Kaido stopped crying.
Raised his head.
Burst out laughing.
"OHHHH! HAHAHA! Good! I never liked that factory anyway!"
He hurled the sake gourd — still half-full — at the messenger's head with the generous enthusiasm of someone sharing a gift.
"Here! Have a drink!"
The messenger caught it mostly by accident and stood holding it, trying to determine whether drinking was the correct response to this situation, when the doors opened again.
The second messenger looked at the first messenger's expression and made several rapid internal calculations.
"Admiral Kaido." He delivered it quickly, like removing a splinter. "Yamato-sama smashed the torii gate. And then left the island. By boat."
The laughter stopped.
The throne room went so quiet that the distant sound of waves became audible.
Kaido looked down at the second messenger from his full height. When he spoke, his voice had dropped to something low and even, which was considerably more frightening than the shouting.
"The handcuffs," he said. "Where are the handcuffs. Who removed them."

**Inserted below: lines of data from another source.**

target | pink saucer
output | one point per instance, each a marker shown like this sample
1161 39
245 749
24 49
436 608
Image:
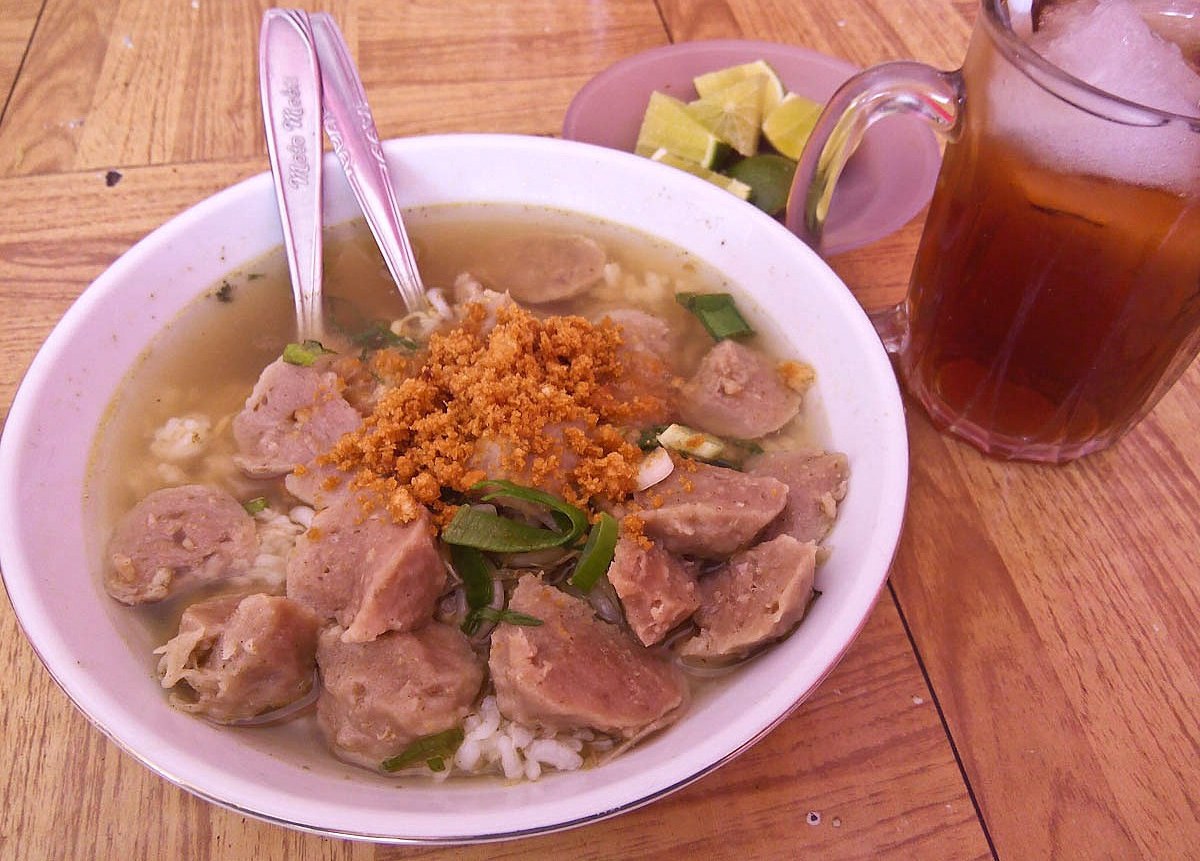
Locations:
887 181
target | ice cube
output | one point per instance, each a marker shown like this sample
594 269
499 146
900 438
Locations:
1108 44
1111 47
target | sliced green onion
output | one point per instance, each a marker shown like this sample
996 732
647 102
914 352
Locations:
477 573
648 439
378 335
597 554
511 616
690 441
707 447
304 354
717 312
570 519
487 531
431 750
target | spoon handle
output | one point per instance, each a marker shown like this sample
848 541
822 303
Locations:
352 130
289 83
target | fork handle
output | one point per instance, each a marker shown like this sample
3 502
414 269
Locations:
352 130
289 83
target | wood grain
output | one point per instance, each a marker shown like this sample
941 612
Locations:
1051 609
127 83
17 22
1096 744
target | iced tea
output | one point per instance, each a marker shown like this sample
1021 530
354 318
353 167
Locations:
1048 308
1056 290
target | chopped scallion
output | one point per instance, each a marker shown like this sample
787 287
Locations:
648 439
597 554
570 519
304 354
477 582
378 335
487 531
432 750
718 313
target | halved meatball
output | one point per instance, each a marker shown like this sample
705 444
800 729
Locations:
575 670
238 657
754 598
366 572
177 539
293 414
378 697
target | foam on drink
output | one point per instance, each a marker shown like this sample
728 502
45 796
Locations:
1109 44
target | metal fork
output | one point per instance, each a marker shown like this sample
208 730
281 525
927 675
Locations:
352 130
289 85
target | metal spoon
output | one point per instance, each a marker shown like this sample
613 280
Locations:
289 83
352 130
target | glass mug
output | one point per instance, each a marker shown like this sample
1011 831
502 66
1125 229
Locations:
1056 289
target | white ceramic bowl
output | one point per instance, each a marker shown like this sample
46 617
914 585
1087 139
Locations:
53 583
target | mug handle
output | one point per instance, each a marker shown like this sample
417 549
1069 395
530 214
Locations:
891 88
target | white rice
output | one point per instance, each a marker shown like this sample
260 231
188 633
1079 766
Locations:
181 438
495 745
277 535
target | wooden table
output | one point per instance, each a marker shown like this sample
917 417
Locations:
1027 687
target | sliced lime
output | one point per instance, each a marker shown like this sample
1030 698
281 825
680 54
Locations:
733 114
727 182
724 78
789 126
669 126
769 178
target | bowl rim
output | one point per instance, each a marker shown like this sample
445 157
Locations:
18 570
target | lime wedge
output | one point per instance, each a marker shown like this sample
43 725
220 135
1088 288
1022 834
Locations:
769 178
727 182
733 114
723 78
789 126
669 126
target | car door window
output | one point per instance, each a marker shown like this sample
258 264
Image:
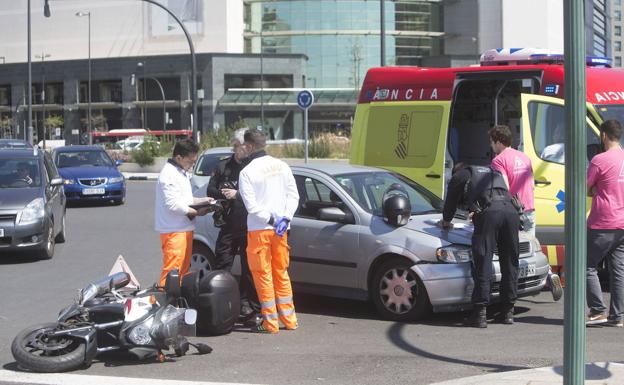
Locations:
315 195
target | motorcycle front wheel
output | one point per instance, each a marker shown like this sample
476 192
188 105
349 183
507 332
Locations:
34 349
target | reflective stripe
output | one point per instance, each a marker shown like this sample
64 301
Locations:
286 312
267 304
270 316
284 300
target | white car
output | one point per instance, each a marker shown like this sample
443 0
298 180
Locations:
342 247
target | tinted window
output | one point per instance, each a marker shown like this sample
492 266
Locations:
207 164
82 158
19 173
367 189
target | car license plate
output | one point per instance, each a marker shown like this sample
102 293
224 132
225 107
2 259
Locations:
93 191
526 270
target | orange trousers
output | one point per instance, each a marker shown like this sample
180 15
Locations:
268 258
177 249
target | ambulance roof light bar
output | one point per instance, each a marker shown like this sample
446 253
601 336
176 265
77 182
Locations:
515 56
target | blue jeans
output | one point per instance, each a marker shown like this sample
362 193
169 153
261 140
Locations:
607 244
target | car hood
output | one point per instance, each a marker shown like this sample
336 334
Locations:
17 198
89 172
460 234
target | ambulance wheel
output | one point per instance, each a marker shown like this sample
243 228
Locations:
202 258
397 292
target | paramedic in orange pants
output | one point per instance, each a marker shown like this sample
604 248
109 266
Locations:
173 218
267 187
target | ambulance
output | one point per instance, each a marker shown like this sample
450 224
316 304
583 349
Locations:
421 121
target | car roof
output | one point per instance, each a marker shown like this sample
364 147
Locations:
78 148
218 150
331 167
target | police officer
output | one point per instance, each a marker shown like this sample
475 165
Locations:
232 238
496 223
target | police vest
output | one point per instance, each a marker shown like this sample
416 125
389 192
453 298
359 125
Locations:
481 187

The messenger had no answer to offer. He understood this was a problem.
The mace moved.
When it was over, Kaido stood and addressed the remaining guards with the focused calm of a man who had processed his feelings and arrived at a course of action.
"All members of the Flying Six are to seal every sea route out of Wano. Full search of the country — every island, every coast." He paused. "And recall Jhin. Whatever mission he was running, it's cancelled. I want him patrolling the nearby waters. If he finds any trace of Yamato, he brings them back immediately."
The guards moved.
Outside, the mushroom cloud from the factory was still visible against the sky — a dark column rising above the treeline, carrying with it the last evidence of seven days of work, five lives, and one forge god's first steps toward something the world hadn't seen yet.